Natural images are obviously quite complex and may appear almost impossible to characterize. Fortunately, several reasonable assumptions simplify analysis of natural scenes. A natural scene can be broadly defined as any scene that is likely to be experienced in the normal evolution or development of an organism. This excludes many of the simple stimulus patterns, such as gratings and white noise, often used to study vision but rarely encountered in nature. It is also useful to ignore the structure of any single, specific image and focus instead on characterizing the statistical distribution of a large ensemble of scenes. Any specific regularities in this distribution could, in principle, be exploited by the visual system. Another simplifying assumption is viewpoint invariance, which reflects the fact that the camera (or eye) could observe a scene from any vantage point. Finally, it is useful to consider the spatial and temporal statistics of natural scenes in isolation insofar as this is possible. The spatial statistics of the scenes are determined by the structure of the world, while the temporal statistics are determined by several factors: the motion of objects in the world, the motion of the observer through the world, and the observer's eye movements.

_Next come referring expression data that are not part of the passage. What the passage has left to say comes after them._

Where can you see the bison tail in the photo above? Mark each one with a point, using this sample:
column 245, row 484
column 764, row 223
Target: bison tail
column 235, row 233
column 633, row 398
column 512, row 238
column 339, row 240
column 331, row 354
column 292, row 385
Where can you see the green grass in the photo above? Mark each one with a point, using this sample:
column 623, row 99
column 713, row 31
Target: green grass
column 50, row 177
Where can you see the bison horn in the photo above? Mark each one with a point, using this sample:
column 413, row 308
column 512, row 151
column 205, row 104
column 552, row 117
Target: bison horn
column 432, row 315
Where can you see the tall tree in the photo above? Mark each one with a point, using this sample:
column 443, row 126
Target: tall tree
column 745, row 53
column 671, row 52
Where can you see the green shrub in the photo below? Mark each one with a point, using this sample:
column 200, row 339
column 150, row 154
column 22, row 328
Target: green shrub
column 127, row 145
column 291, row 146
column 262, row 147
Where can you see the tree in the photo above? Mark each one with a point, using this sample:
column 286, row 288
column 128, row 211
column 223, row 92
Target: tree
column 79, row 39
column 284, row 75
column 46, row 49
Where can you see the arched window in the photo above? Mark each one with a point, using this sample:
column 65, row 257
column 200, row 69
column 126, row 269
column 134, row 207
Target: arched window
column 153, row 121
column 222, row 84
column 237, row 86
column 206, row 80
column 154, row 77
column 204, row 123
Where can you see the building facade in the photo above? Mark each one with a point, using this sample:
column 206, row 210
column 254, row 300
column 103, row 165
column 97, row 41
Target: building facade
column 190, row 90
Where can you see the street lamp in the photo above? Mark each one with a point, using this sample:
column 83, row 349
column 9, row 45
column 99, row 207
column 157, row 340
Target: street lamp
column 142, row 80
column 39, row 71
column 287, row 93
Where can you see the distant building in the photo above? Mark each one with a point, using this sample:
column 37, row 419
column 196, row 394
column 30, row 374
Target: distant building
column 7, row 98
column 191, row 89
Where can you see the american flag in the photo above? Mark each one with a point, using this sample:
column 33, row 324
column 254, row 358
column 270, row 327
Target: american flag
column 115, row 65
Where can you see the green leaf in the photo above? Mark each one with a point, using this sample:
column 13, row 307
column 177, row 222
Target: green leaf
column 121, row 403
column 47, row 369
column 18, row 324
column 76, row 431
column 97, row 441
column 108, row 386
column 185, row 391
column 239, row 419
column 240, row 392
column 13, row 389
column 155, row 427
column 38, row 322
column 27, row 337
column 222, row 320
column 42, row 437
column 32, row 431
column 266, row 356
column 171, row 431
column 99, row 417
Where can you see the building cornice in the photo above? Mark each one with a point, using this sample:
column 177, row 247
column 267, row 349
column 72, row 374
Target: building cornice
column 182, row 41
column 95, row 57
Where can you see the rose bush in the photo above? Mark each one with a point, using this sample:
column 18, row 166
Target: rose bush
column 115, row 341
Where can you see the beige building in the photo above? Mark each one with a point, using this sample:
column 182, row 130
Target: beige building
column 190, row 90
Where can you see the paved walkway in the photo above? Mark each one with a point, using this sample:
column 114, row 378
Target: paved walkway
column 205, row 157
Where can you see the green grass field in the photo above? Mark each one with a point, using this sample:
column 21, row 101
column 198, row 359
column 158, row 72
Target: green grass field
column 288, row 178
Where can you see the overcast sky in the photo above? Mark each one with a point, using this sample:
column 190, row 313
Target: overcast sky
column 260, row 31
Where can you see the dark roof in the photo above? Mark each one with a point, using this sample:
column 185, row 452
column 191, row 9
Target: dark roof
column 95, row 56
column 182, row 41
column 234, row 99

The first-order spatial and temporal statistics of natural images are relatively well understood (Olshausen and Field, 2000; Ruderman, 1994). They describe the distribution of luminance values that might appear in any image. The second-order spatial statistics are more interesting; they describe the correlations between pairs of pixels. These correlations can be obtained from the spatial autocorrelation or from its Fourier transform, the power spectrum. Analysis of the autocorrelation matrix of the distribution of natural scenes reveals that nearby pixels tend to have similar brightness values and that the strength of this correlation falls off with distance. Correspondingly, analysis of the power spectrum of this distribution shows that power decreases as 1/f2 (where f is spatial frequency; note that the power spectrum is the square of the amplitude spectrum). In other words, low spatial frequencies in natural scenes tend to have the most power, and power decreases with increasing spatial frequency (Field, 1987) (Fig. 107.1). These second-order statistics may reflect both scale invariance (Field, 1987; Ruderman, 1997) and the distribution of one- and two-dimensional image features such as edges, curves, line terminations, and so on (Balboa et al., 2001).

Figure 107.1..  

A, White noise. This stimulus has a flat power spectrum and no correlations between pixels. B, 1/f noise. This stimulus has a 1/f2 power spectrum like that of natural images but no correlations between pixels. C, A natural image. D, The natural image shown in C, with a normal power spectrum and a scrambled phase spectrum. The image appears similar to the 1/f noise pattern shown in B. E, The natural image shown in C, but with a whitened power spectrum and a normal phase spectrum. The image is recognizable.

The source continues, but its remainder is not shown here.